As a remedy for my sadness, I try to follow the instructions for basic calm abiding meditation: I can focus my attention on my breathing or just on empty space, without trying to manipulate the feeling, and allow it to subside in its own time. Or I can use the feeling itself as the focus for meditation, letting my attention rest in its weight and texture, and witnessing, if I am very attentive, the process of its disappearance. Strong emotions can be overwhelming in the moment, but one thing you learn from regular meditation is that all thoughts and feelings are fleeting—even the ones that seem to linger for months. (It’s like snow; you can break your back shoveling it in January, or you can just wait for April. OK, maybe you have to shovel the driveway to get to work…but it’s still a fact that if you don’t bother, it’s going to melt anyway.)

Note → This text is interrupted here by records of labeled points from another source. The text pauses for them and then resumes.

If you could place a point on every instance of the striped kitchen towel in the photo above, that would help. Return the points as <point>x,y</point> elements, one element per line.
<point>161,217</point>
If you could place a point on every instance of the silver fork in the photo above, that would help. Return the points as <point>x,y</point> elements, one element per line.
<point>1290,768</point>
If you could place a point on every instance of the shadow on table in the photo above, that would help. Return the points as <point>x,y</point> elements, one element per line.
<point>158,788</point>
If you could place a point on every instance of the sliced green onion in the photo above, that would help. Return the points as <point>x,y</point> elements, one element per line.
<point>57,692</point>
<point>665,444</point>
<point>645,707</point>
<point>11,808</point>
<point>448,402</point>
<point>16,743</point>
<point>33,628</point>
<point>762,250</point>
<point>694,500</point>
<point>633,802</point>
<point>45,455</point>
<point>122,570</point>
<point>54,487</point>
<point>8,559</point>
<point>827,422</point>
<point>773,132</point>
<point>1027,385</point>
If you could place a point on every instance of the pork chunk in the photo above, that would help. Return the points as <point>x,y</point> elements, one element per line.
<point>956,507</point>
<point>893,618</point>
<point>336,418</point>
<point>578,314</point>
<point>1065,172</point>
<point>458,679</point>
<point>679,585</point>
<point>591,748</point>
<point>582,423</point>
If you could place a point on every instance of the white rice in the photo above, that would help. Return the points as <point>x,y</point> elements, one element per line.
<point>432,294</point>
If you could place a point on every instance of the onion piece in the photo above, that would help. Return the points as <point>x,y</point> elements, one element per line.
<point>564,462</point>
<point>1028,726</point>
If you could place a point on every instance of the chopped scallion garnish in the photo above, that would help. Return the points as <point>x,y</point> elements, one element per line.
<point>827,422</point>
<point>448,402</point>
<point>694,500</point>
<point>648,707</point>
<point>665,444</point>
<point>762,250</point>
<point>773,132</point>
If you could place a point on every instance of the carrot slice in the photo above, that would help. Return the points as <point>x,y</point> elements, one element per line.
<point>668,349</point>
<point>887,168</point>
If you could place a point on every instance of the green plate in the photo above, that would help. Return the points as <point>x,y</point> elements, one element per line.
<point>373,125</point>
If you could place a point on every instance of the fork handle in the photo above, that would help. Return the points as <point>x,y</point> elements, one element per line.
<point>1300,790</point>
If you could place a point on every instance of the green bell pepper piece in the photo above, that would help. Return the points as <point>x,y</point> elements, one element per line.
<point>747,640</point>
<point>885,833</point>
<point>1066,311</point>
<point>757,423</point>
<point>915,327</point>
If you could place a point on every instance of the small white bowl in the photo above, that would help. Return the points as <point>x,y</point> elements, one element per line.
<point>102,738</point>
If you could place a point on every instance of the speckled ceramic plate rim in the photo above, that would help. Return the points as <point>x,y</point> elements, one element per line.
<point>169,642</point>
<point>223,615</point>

I also bring to mind the instructions of the great nineteenth-century Kagyu teacher, Jamgon Kongtrul, in The Lamp of the Definitive Meaning, in the chapter on the inevitability of suffering in life as we know it: “Sever the root of entanglement! Demolish the foundation of desire! Reflect extensively on the advantages of liberation…and apply yourself diligently to the methods for attaining enlightenment. You must do this!”

Ultimately, there is nothing to be gained by clinging to what we are attached to in this life. If not now, we are bound to lose it later, and the Buddha taught that our suffering at that time will be exactly proportional to our attachment. On top of that, we will continue to go around and around and around lifetime after lifetime, experiencing this same grief again and again, until we do something to halt the entire process. Lama Norlha Rinpoche recently used the following analogy in a teaching: After we do our laundry, we are so happy to have clean clothes, but then they get dirty and we have to wash them again…and again…and again. Similarly, we cycle endlessly through lifetimes of suffering, being born and suffering and dying again and again; but once we recognize the nature of our mind and attain freedom, as he put it, “the laundry is finished forever.”

And it’s not just my laundry. The Buddha taught that when you attain freedom for yourself, you can see clearly how to help others get out of the cycle as well. So, even though I will miss my family and friends for the next three years, this is something I need to do for them, too.